Alumna looks at the past


The local woman takes pride in being the school’s first black majorette.

By HAROLD GWIN

VINDICATOR EDUCATION WRITER

YOUNGSTOWN — Jeanette Rogers Belt didn’t think it was particularly racially significant when she was selected as a majorette at The Rayen School as a junior.

After all, she was already a majorette with the Buckeye Elks Lodge band and had the experience.

Some 50 years later, at age 67, she looks back on the accomplishment of becoming the first black majorette at Rayen with some pride.

“I was the first one ever,” said Belt, who grew up on Arlington Street on the city’s North Side and now lives in Amedia Plaza in downtown Youngstown. She was the only black majorette on the squad during her junior and senior years, graduating in 1956, she said.

Belt said she doesn’t know if any other young black women tried out for the squad before her.

No racial tension

There was no racial animosity shown toward her, nor did anyone try to discourage her when she went to her first tryout and won a spot, she said.

“I enjoyed that,” she said, pointing out that her success in achieving her goal was never a racial issue for her.

Making the squad “meant a lot to me,” she said, adding that she felt accepted by her white peers on the squad.

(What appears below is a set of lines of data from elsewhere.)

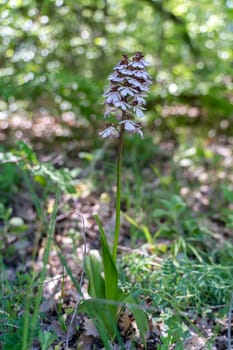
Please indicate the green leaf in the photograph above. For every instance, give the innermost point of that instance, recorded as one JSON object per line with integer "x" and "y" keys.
{"x": 96, "y": 286}
{"x": 110, "y": 270}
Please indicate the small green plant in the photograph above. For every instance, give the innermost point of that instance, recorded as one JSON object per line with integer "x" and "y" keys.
{"x": 128, "y": 86}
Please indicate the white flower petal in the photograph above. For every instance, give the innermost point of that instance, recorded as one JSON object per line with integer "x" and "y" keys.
{"x": 132, "y": 127}
{"x": 109, "y": 132}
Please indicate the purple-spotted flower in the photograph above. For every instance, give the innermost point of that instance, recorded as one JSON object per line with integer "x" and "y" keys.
{"x": 125, "y": 96}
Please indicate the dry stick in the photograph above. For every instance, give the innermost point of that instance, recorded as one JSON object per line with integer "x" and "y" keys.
{"x": 81, "y": 280}
{"x": 229, "y": 324}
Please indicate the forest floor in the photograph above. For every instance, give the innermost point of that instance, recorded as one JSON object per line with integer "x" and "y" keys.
{"x": 175, "y": 249}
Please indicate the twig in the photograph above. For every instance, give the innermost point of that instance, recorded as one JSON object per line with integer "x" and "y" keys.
{"x": 80, "y": 283}
{"x": 229, "y": 340}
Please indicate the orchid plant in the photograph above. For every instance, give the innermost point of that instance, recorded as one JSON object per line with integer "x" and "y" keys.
{"x": 124, "y": 99}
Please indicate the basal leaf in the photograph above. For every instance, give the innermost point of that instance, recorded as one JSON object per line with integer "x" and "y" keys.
{"x": 110, "y": 270}
{"x": 96, "y": 286}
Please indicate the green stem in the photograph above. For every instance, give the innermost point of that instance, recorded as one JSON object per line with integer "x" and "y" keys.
{"x": 118, "y": 195}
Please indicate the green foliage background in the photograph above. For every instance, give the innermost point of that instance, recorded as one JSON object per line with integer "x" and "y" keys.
{"x": 56, "y": 56}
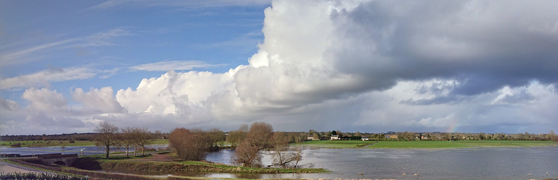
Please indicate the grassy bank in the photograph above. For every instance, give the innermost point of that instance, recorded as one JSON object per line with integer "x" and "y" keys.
{"x": 47, "y": 143}
{"x": 460, "y": 144}
{"x": 335, "y": 144}
{"x": 168, "y": 162}
{"x": 63, "y": 143}
{"x": 193, "y": 166}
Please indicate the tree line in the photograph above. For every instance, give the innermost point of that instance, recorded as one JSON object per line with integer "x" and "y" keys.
{"x": 249, "y": 141}
{"x": 433, "y": 136}
{"x": 108, "y": 135}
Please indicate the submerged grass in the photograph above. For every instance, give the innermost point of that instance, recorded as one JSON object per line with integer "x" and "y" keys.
{"x": 336, "y": 144}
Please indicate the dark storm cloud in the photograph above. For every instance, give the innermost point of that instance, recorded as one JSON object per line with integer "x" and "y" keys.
{"x": 487, "y": 45}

Her baton-twirling days ended with high school, she said.

Within two years of graduation, she had married Kenneth Belt and then moved to Cleveland, California and finally to New York City where she worked with a senior citizens program.

Along the way, she had two children, Kenneth Jr. of Youngstown, who died in 1994, and a daughter, Rochelle Belt, who lives in Philadelphia.

A different town

She moved back to Youngstown eight years ago to be close to her mother, Gertrude Rogers, who died two weeks ago at age 95.

She came back to a much different town, Belt said.

“There were a few things to do around here. The work was better then,” she recalled, referring to a more prosperous Youngstown in the 1950s. Still, it wasn’t easy putting food on the table for a large family, she said, noting she was the seventh of 12 children in her family.

There seems to be more racial animosity in the city today than there was 50 years ago, she said.

“It doesn’t affect me because I ignore it, but I hear about it,” she said.

She was gone from the city a long time, but her part in The Rayen School’s history remains a part of her life.

“Oh, yes. No one lets me forget it,” she said.